The court rejected an argument similar to that advanced by Dykeman that the only obligations assumed by the subcontractor were those to the “Owner, Architect, Architect’s consultants, and agents and employees of any of them.” See 300 Mass. at 799-800.
The indemnity provision does not violate G.L.c. 149, §29. “A subcontractor’s obligation to indemnify any person for injury to persons or property in a construction contract is subject to the provisions of G.L.c. 149, §29C, which limits the subcontractor’s liability to injury to persons or property ‘caused by’ the subcontractor, its employees, agents, or subcontractors.” Johnson v. Modern Continental Const. Co., Inc., 49 Mass.App.Ct. 545, 546-47 (2000); see also Callahan v. A.J. Welch Equipment Corp., 36 Mass.App.Ct. 608, 611-12 (1994). The indemnity clause in the general contract included the same qualifying phrase “to the fullest extent permitted by law” as was considered in Callahan v.

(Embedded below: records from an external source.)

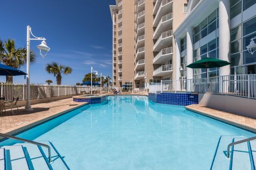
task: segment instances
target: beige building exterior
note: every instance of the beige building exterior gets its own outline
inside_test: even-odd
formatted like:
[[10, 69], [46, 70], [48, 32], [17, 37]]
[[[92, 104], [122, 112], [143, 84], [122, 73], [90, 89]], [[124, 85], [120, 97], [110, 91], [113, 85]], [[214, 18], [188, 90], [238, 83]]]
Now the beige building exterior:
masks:
[[[188, 0], [117, 0], [113, 23], [113, 85], [145, 88], [175, 79], [173, 32], [185, 18]], [[178, 64], [180, 65], [180, 64]]]

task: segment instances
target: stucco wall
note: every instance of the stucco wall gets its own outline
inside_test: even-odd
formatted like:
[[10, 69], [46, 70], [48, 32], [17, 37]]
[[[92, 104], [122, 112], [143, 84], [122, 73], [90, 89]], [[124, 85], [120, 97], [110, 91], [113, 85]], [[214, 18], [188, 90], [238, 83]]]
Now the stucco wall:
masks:
[[199, 104], [256, 118], [256, 100], [230, 95], [199, 94]]

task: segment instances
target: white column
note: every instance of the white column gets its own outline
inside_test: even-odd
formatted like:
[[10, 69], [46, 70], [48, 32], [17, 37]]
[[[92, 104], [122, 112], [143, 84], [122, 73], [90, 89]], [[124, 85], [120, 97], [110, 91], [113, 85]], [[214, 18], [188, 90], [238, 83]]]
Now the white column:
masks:
[[180, 89], [180, 86], [179, 86], [179, 80], [180, 77], [180, 38], [177, 38], [175, 39], [175, 67], [174, 67], [174, 73], [175, 73], [175, 80], [174, 85], [175, 85], [175, 90], [179, 90]]
[[[230, 62], [229, 49], [230, 42], [229, 0], [220, 0], [219, 3], [219, 59]], [[220, 75], [229, 75], [230, 65], [220, 67]]]
[[[187, 28], [187, 65], [193, 63], [193, 29], [191, 27]], [[193, 79], [193, 69], [186, 68], [187, 79]]]

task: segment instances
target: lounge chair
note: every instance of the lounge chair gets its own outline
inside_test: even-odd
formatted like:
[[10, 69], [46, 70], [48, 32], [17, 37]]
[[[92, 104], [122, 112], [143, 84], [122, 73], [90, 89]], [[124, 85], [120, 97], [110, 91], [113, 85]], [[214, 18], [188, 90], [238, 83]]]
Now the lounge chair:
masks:
[[[12, 114], [13, 115], [15, 115], [19, 112], [19, 108], [18, 108], [17, 106], [17, 102], [18, 100], [19, 100], [19, 97], [13, 97], [12, 99], [12, 101], [10, 102], [6, 102], [4, 104], [4, 107], [5, 108], [10, 108], [11, 110], [12, 110]], [[16, 107], [17, 108], [17, 112], [16, 113], [14, 113], [13, 110], [12, 110], [12, 108], [13, 107]]]

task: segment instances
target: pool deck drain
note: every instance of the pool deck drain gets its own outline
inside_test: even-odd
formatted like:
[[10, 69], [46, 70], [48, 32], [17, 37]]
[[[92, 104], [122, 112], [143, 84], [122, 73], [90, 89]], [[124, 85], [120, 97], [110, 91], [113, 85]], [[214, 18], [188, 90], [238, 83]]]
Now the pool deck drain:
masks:
[[199, 105], [191, 105], [186, 106], [185, 108], [201, 115], [256, 132], [256, 120], [254, 118], [218, 110]]
[[24, 107], [21, 107], [20, 112], [14, 115], [10, 110], [6, 110], [0, 114], [0, 132], [17, 133], [86, 104], [74, 102], [73, 98], [68, 98], [33, 105], [33, 110], [30, 112], [24, 110]]

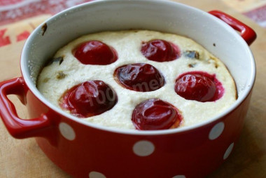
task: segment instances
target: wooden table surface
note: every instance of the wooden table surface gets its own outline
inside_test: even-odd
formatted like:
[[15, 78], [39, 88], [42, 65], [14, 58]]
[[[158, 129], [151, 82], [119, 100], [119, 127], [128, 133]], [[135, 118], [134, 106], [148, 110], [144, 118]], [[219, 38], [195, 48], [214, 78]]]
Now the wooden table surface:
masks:
[[[244, 126], [234, 149], [217, 170], [208, 177], [266, 177], [266, 29], [228, 8], [220, 1], [178, 1], [205, 11], [220, 10], [251, 26], [258, 39], [251, 45], [257, 76]], [[24, 41], [0, 48], [0, 81], [20, 76], [20, 57]], [[27, 110], [15, 96], [19, 116], [27, 118]], [[34, 138], [15, 139], [0, 121], [0, 177], [70, 177], [41, 151]]]

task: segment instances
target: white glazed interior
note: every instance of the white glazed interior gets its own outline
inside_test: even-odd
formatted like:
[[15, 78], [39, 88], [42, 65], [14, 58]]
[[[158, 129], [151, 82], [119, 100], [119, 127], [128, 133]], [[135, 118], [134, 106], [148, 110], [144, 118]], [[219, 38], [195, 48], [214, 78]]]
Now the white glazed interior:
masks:
[[[22, 53], [22, 76], [30, 90], [43, 103], [60, 114], [99, 129], [125, 134], [169, 134], [194, 129], [213, 122], [234, 109], [251, 91], [255, 67], [252, 53], [243, 39], [225, 22], [200, 10], [167, 1], [97, 1], [64, 11], [46, 21], [26, 41]], [[107, 30], [144, 29], [183, 35], [194, 39], [219, 57], [235, 80], [239, 98], [227, 111], [195, 125], [179, 129], [138, 131], [96, 125], [68, 114], [51, 104], [38, 92], [35, 80], [41, 67], [68, 42], [81, 35]], [[214, 46], [216, 44], [216, 46]]]

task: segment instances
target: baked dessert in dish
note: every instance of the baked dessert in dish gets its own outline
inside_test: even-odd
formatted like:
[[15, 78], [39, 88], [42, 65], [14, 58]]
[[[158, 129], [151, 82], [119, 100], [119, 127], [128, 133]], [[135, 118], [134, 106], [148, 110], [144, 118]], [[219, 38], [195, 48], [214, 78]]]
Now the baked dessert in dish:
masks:
[[99, 32], [71, 41], [43, 67], [37, 88], [80, 119], [143, 130], [203, 122], [237, 96], [226, 67], [200, 44], [148, 30]]

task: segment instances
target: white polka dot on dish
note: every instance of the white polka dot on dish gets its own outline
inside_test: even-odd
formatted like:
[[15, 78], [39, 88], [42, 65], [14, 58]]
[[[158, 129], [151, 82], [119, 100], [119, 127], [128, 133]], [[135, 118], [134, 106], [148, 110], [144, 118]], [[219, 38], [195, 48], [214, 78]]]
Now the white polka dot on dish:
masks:
[[225, 160], [227, 158], [228, 158], [229, 155], [231, 153], [232, 149], [234, 148], [234, 142], [232, 143], [227, 150], [225, 151], [225, 154], [223, 155], [223, 159]]
[[92, 171], [89, 173], [89, 178], [106, 178], [105, 175], [99, 172]]
[[139, 156], [147, 156], [153, 153], [154, 144], [150, 141], [141, 140], [135, 143], [133, 146], [134, 153]]
[[223, 133], [224, 128], [225, 124], [223, 122], [220, 122], [215, 125], [214, 128], [211, 128], [209, 134], [209, 139], [214, 140], [219, 137], [219, 136]]

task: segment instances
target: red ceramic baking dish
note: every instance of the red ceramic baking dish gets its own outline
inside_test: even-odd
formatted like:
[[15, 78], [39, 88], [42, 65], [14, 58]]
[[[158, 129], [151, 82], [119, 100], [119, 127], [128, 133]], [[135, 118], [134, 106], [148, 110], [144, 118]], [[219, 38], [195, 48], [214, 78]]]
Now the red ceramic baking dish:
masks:
[[[60, 47], [81, 35], [131, 29], [177, 34], [202, 45], [228, 68], [237, 100], [200, 124], [141, 131], [85, 121], [55, 107], [37, 90], [41, 69]], [[253, 29], [224, 13], [168, 1], [82, 4], [55, 15], [30, 35], [21, 55], [22, 76], [0, 83], [1, 117], [13, 137], [36, 137], [47, 156], [75, 177], [203, 177], [226, 160], [240, 135], [255, 77], [248, 47], [255, 38]], [[32, 119], [18, 116], [7, 97], [11, 94]]]

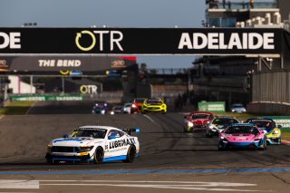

A.J. Welch Equipment Corp. Where the indemnity clause is limited to an injury resulting from the negligence of the subcontractor, it does not violate §29. Id. at 611. Therefore, the indemnity provision as incorporated into the subcontractor agreement did not violate G.L.c. 149, §29 and it is enforceable as written and as construed in Whittle and Johnson.
Callahan does not want to wait for a determination that Cafferky and/or Dykeman’s negligence caused Cafferky’s injuiy. To construe the indemnity provision as proposed is inconsistent with G.L.c. 149, §29C. The claim for indemnification is premature until such time as the issue of negligence is resolved.
Order
For the foregoing reasons, the court ALLOWS the third-party plaintiffs Motion for Summary Judgment with respect to Count I of the third-party complaint and declares that the indemnity provision of the general contract as incorporated in the subcontract is a valid and enforceable indemnity provision which would obligate Dykeman to indemnify Callahan if Cafferky’s injuries were caused by the negligence of Cafferky and/or Dykeman, and the court DENIES the motion with respect to Count II of the third-party complaint. The court DENIES Dykeman’s cross motion for summary judgment.
The action by the plaintiffs against Callahan is scheduled for trial in February of 2002.